This has been a crazy week.
My husband Mark and I run our own business creating directories for the queer community, which in turn means we get our own health care coverage on the individual market. On Friday morning, we watched in abject fear as the US government came *this close* to taking a step which, according to the Congressional Budget Office, would have increased our monthly payments by 20% a year for each of the next eight years.
Despite the two GOP women who stood against the bill and John McCain’s last minute vote, we’re by no means out of the woods on this. The market may still be destabilized by the actions of the current administration.
I’m telling y’all this not so that you’ll feel sorry for me, but to point out how precarious and unpredictable our lives are these days. A few years ago, Mark and I weren’t allowed to get married, and there are still some places where we don’t dare go as a gay couple. Although we have made great strides these last twenty years, bigotry has reared its ugly head once again in our society.
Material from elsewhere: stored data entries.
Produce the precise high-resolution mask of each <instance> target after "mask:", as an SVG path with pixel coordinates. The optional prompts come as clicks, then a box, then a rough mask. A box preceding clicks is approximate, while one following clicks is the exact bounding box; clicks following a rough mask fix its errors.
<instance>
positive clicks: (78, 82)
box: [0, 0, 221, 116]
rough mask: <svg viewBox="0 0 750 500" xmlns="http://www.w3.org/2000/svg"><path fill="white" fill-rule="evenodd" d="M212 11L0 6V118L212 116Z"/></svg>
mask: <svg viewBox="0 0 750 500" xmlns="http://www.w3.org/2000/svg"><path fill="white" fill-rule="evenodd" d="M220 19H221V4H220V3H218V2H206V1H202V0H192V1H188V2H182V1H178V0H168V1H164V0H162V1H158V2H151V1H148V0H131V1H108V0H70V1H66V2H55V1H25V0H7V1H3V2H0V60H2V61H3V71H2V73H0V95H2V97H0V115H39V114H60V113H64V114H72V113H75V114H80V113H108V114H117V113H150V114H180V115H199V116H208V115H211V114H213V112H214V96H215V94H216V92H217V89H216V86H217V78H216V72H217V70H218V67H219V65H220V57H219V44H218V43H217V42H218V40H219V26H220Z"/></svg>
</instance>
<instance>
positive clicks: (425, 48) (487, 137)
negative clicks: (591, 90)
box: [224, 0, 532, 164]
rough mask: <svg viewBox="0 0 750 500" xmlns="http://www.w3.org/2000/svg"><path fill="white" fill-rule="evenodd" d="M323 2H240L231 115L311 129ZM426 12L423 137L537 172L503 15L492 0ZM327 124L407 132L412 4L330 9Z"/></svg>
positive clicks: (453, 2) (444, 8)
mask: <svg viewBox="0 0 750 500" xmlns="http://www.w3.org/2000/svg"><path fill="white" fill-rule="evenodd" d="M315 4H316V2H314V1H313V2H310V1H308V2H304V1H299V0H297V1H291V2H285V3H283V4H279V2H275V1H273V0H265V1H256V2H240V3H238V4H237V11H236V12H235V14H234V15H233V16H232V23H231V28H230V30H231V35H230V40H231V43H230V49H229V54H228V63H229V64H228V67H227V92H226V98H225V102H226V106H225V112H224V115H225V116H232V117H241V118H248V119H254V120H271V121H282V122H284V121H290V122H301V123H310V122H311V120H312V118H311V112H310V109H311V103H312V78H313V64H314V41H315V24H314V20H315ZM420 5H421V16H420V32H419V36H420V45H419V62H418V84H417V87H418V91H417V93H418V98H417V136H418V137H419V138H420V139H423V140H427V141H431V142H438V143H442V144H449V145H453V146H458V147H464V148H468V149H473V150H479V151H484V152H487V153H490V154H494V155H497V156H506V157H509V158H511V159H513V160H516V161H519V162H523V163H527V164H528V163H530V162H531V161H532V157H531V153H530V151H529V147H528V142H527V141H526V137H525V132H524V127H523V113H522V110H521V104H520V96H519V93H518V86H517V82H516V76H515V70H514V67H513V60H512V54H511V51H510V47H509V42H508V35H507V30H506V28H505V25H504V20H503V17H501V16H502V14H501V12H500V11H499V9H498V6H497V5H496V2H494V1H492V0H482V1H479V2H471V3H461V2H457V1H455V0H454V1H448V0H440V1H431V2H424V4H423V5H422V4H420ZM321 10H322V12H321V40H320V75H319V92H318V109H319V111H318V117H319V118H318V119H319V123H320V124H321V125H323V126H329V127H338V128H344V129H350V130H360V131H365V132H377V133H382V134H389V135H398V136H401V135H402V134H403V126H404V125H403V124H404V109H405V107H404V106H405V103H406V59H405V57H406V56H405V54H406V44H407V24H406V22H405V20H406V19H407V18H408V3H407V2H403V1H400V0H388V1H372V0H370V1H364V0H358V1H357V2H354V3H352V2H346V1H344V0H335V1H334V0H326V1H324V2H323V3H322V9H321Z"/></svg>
Which brings me back to writing. I and many of my peers write science fiction or fantasy, stories which take place in worlds separated from ours by space and/or time. For a long time, especially while the arc of history seemed to be bending our way, I’d hear folks say that we shouldn’t be writing bigotry into our stories, that we needed to show a future or alternate society where being queer no longer mattered. One where we were all judged on our own merits, not because we were gay or trans or black or rich or poor. Our fiction should be aspirational, folks would say, providing a slice of hope for what could be.
The parallel argument was that surely future generations wouldn’t be saddled by the same bigotry, and that to include homophobia and racism and the like in these stories was anachronistic, like writing a story in 2017 where people still use pay phones.
The argument kinda made sense to me at the time, and I still really love the aspirational aspect of it. There’s nothing wrong with writing about a more egalitarian society than ours in your stories.
But now I have started to wonder if we will ever be free of bigotry and phobia, or if it will always be with us, either just under the surface or alive and well in the public sphere. Certainly the events of the last two years show us it’s not dead. if anything, it has become newly resurgent.
Do we as authors need to stand up and shine a light on it through our work, mirroring it back to our readers? Do we have a responsibility to keep this conversation alive in the public dialogue, to make our readers think about it and how we might tackle humanity’s dark nature in its latest iteration?
What do you think? As queer speculative fiction writers, should our works be aspirational? Or should they be more gritty and “real” when it comes to the challenges we face today? Is there room for both? As a writer, what are you doing these days in your own writing?